Taxing polluters is a great way to avoid unnecessary and possibly cumbersome environmental regulations and easily account for market failures that result from negative externalities. Many environmental market failures result as a form of the tragedy of the commons; whenever you get a situation where an activity benefits one person, but the costs of that activity are spread amongst many people it is possible to get a market failure.
Take driving for example (and there are many more). As a driver you get the full benefits of driving, but the costs of the emissions that result from your driving are spread out amongst everyone.
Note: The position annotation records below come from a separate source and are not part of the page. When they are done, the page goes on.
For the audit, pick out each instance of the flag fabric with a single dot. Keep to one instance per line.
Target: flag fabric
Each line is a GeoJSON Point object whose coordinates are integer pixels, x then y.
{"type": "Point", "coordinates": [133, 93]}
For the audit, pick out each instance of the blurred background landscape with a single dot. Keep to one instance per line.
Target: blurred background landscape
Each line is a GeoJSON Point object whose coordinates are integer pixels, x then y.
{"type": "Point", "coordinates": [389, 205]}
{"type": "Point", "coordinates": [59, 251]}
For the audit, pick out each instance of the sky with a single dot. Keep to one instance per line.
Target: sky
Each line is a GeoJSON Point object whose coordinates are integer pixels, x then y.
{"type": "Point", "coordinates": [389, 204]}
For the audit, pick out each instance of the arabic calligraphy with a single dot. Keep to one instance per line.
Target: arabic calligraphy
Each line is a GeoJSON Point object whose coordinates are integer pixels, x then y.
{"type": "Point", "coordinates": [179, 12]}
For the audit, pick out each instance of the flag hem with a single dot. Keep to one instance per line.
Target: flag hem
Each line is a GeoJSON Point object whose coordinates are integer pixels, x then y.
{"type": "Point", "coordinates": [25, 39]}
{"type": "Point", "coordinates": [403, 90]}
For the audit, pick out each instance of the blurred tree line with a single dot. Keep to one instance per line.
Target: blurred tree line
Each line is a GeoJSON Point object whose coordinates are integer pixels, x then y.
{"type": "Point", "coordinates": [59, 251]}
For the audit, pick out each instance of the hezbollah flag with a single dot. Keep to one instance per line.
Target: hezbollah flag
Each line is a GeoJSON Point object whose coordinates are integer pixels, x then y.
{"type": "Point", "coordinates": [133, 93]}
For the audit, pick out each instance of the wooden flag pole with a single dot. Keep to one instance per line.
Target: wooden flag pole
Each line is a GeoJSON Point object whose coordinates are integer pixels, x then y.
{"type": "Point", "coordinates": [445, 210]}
This is a tragedy of the commons where the commons is the atmosphere and it results in a negative externality and a market failure. The driver when weighing the benefits of driving to work versus the costs, will most likely not take into account the cost of his emissions. Those costs are spread out amongst so many people that they are completely negligible to the individual. The driver will therefore likely decide that the reduced commute time is worth the cost fuel and drive to work. Unfortunately the costs of his emissions, added to the cost of everyone else’s emissions, are quite real. Taxing the emissions is one way for the driver to take into account the full cost of the emissions he is producing.
No one likes to pay taxes but properly applied they help prevent market failures are ensure that negative externalities are minimized.
UPDATE: Dr. Mark Jaccard, from the School of Resource and Environmental Management at Simon Fraser University was recently on Quirks and Quarks and he seems to agree with me.